A crowd, including many public officials, assembled under historical murals at the Bronx County Courthouse and applauded the job announcement.
“Today is an amazing day in God’s country, the wonderful borough of the Bronx,” said Borough President Rubén Díaz Jr. of the Bronx. “This is a huge deal,” he added.
James Vacca, a city councilman and chairman of the transportation committee, said in an interview, “The electric trucks are welcome because they address both environmental and quality-of-life issues. Long-term, this will mean jobs, but also quieter traffic and less pollution.”
The trucks have proven popular with customers.

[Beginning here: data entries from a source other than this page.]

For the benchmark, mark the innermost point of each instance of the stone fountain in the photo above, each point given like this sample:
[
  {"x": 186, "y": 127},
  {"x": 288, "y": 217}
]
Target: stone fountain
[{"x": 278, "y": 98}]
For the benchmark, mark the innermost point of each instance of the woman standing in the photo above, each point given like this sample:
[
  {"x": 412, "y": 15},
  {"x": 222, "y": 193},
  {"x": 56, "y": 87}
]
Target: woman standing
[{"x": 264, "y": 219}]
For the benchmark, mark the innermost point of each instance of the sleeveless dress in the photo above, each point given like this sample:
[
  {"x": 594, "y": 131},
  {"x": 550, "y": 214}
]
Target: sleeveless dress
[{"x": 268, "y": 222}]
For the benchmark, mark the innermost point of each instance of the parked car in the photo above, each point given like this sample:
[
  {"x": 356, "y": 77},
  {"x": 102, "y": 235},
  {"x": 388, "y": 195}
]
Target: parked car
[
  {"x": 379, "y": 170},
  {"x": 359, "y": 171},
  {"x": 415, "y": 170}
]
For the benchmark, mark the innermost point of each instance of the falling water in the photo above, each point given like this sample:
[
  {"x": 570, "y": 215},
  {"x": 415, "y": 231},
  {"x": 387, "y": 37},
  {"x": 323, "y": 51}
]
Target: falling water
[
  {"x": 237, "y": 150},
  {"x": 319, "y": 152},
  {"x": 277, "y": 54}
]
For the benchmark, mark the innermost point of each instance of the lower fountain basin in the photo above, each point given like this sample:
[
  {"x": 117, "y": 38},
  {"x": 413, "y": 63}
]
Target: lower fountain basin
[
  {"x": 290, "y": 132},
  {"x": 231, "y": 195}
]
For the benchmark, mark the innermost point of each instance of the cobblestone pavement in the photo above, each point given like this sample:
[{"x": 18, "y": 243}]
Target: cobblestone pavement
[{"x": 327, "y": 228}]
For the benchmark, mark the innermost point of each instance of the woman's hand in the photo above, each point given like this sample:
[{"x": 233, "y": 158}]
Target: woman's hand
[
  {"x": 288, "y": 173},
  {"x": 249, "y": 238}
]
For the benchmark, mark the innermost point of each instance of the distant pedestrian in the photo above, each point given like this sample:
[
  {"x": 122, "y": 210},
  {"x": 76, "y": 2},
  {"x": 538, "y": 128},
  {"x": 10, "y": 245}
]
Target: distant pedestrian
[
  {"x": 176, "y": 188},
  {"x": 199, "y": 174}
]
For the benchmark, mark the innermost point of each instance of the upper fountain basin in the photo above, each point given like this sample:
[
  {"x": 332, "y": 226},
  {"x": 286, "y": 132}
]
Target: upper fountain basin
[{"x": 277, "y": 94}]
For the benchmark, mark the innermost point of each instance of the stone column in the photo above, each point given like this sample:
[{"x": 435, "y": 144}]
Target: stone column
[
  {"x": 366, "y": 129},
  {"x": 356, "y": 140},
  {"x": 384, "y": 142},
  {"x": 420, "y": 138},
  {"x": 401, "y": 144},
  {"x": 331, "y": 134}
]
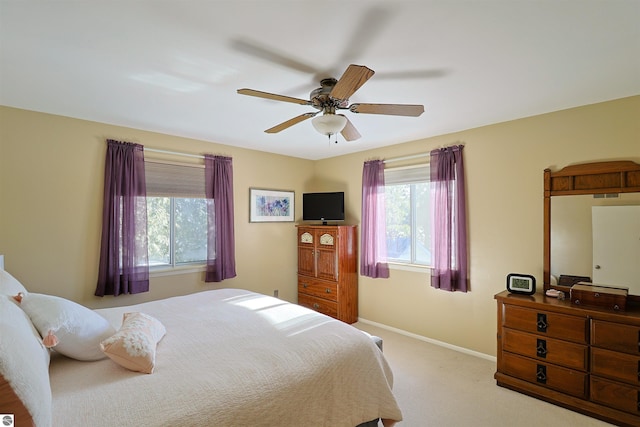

Michael Fowles, director of distribution at Duane Reade, said the company had bought two trucks and had another two on order. Duane Reade’s fleet of 60 delivery vehicles circulates primarily in city limits, making it well-suited for battery power. Mr. Fowles said the fleet could eventually be all electric. Charles Hayward, the pharmacy chain’s fleet manager, echoed Mr. Fowles. “We have 6,000 to 7,000 miles of road time with the electrics, and they perform as well or better than the diesel trucks,” he said.
Truck prices vary depending on battery pack size and other considerations. According an e-mail received from a company representative, the basic cab and chassis, made by Avia and imported from the Czech Republic, costs $75,000, but packs ranging from 40 to 120 kilowatt-hours add another $25,000 to $75,000 The batteries are sourced from A123 Systems and Valence Technology. Final assembly of the trucks will occur in the Bronx.
Working with the bus fabricator Trans Tech, Smith will also be producing electric school buses, a 24-seat example of which was on display at the Bronx courthouse. The buses will be assembled on the same electric Newton chassis as the trucks. Dan Daniels, president of Trans Tech, based in Warwick, N.Y., said in an interview that the company was looking for a suitable location to build the buses, including sites in New York.
According to Smith, New York State is developing an incentive program that would offer vouchers of up to $20,000 to help businesses purchase medium- and heavy-duty all-electric trucks (over 10,000 pounds). Smith would benefit from that program, as would other manufacturers that might want to deliver zero-emission trucks.